Office of Hearings and Appeals

Date: November 12,1998

(1) In addition, they assert that a conflict of interest exists that has tainted the ability of the ORO FOIA Officer to perform her function diligently, and request that this Office have no ex parte communications with ORO personnel during our handling of this appeal. Although this Office has no authority to consider claims of conflict of interest, we have considered whether the ORO FOIA Officer’s determinations to date are in compliance with the FOIA, and have determined that they are, as set forth in this Decision. With respect to ex parte communications, there are no statutory or regulatory provisions governing this proceeding that prohibit such communications. Moreover, such a prohibition has no bearing in an administrative review process, such as this one, that is not of a quasi-judicial nature. Compare 10 C.F.R. §§ 708.9(c), 710.26(a) (prohibiting ex parte discussions in whistleblower and personnel security proceedings, respectively).

(2) Appellate review of the withholding of information from the RHTG database printout under Exemptions 1 and 3 has been assigned Case Number VFA-0451.
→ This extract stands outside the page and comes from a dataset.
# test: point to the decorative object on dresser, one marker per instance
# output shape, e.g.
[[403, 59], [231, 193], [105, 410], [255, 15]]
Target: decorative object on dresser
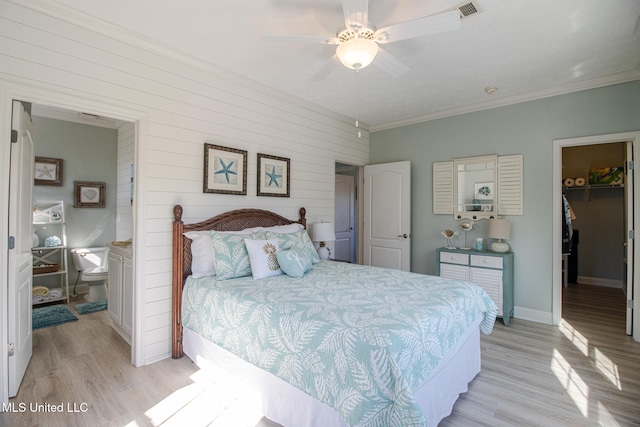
[[47, 171], [225, 170], [273, 176], [449, 234], [89, 194], [491, 271], [499, 229], [466, 226], [323, 232]]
(3) We note that the index also indicates that certain pages of the printout will be provided after ORO receives advice it has sought from other agencies or other DOE offices. No information has yet been withheld under these conditions. The appellants may await further communication from ORO and appeal any information that might be withheld upon notice of such withholding, or may seek recourse at the present time in the Federal courts.